Important questions have emerged.  First, it is unclear when this requirement becomes effective, since the specific statutory section is silent on when auto enrollment becomes effective.  The Society for Human Resouce Management website suggests the intent of the missing effective date is to make auto-enrollment effective on January 1, 2014, when other provisions, such as the employer “shared responsibility” penalty become effective.  However, the legal publisher CCH believes that the correct view is that when a section has no effectice date, it is effectively immediately.  In any event, the section requires regulations to implement, so time will tell.

More troubling is the fact that the auto-enrollment section does not define “full-time” employee.  In another section, “full-time” is defined as any employee who works on average at least 30 hours per week.  Again, this definition refers to whether an employer with 50 or more full-time employees will be assessed a shared responsibility penalty.  But read casually,  this definition means that any employee who works on average at least 30 hours per week must be auto-enrolled in the group health care plan, a dramatic consquence for the many employers that require at least 35 hours for full-time status and therefore eligibility for health care benefits.

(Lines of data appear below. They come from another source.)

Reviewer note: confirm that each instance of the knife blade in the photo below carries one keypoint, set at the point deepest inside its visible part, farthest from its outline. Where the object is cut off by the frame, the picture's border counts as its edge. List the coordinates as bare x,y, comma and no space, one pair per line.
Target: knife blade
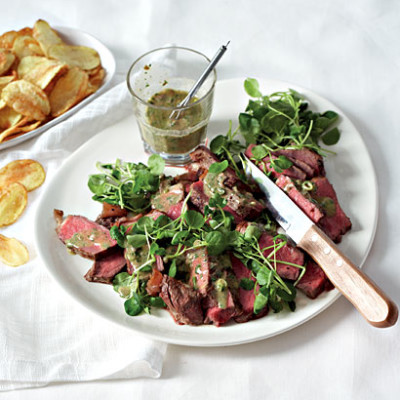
376,307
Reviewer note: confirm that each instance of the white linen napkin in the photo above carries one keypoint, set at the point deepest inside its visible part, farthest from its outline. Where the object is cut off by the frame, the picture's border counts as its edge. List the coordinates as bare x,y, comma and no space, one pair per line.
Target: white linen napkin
44,335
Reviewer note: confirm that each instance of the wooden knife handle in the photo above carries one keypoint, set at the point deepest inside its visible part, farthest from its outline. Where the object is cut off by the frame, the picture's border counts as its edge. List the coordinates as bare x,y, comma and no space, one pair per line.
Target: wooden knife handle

John Sarno, EANJ’s president believes that the statute should be read as requiring the auto-enrolling of employees who work at least 30 hours per week if they are otherwise eligible for health care benefits under the employer’s policy.  However, Frank Palmieri, EANJ’s legal advisor, tentatively thinks that the law requires plans (insured and self-insured) to offer health care benefits to all employees who work at least 30 hours per week, regardless of the employer’s policy.   However, he says that his views require constant update.